During his doctoral research under physicist Peter Abbamonte, Kogar helped develop momentum-resolved electron energy loss spectroscopy, or M-EELS, a technique used to study quantum materials. The work provided evidence for exciton condensation in the material 1T-TiSe2.
At Massachusetts Institute of Technology, Kogar worked in the group of physicist Nuh Gedik, where he studied how ultrafast light pulses can induce non-equilibrium states of matter. His research demonstrated that photons could induce a charge density wave in LaTe3 using ultrafast electron diffraction.

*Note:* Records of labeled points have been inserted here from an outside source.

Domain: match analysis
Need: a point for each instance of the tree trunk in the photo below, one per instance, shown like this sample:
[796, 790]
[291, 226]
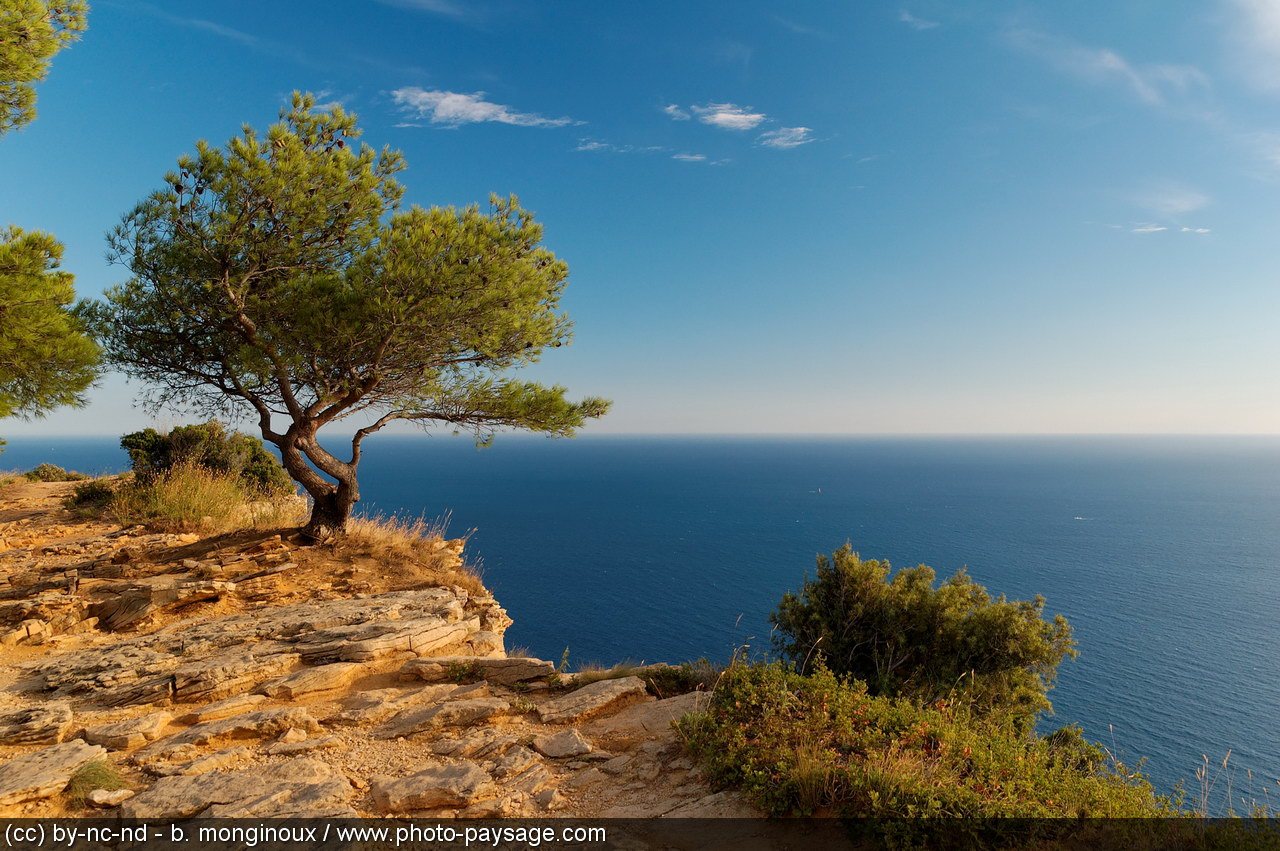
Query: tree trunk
[329, 515]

Kogar joined the UCLA faculty in 2019 after completing postdoctoral research at MIT. He earned his bachelor’s degree in physics from UCLA and completed his Ph.D. in condensed matter physics at the University of Illinois Urbana-Champaign.
Each investigator in the 2026 cohort will receive up to $2 million over five years to support fundamental research in chemistry and physics.
“My hope is that these awards will provide talented mid-career researchers with stable and secure funding at a moment of their career when they are poised to make a significant impact in their field, giving them time to focus and develop their line of thinking,” Brown said in a statement.
The California Institute of Technology announced eight mid-career faculty members for this year’s cohort through the Brown Institute for Basic Sciences. The program was established through a $400 million gift from entrepreneur and Caltech alumnus Ross M. Brown.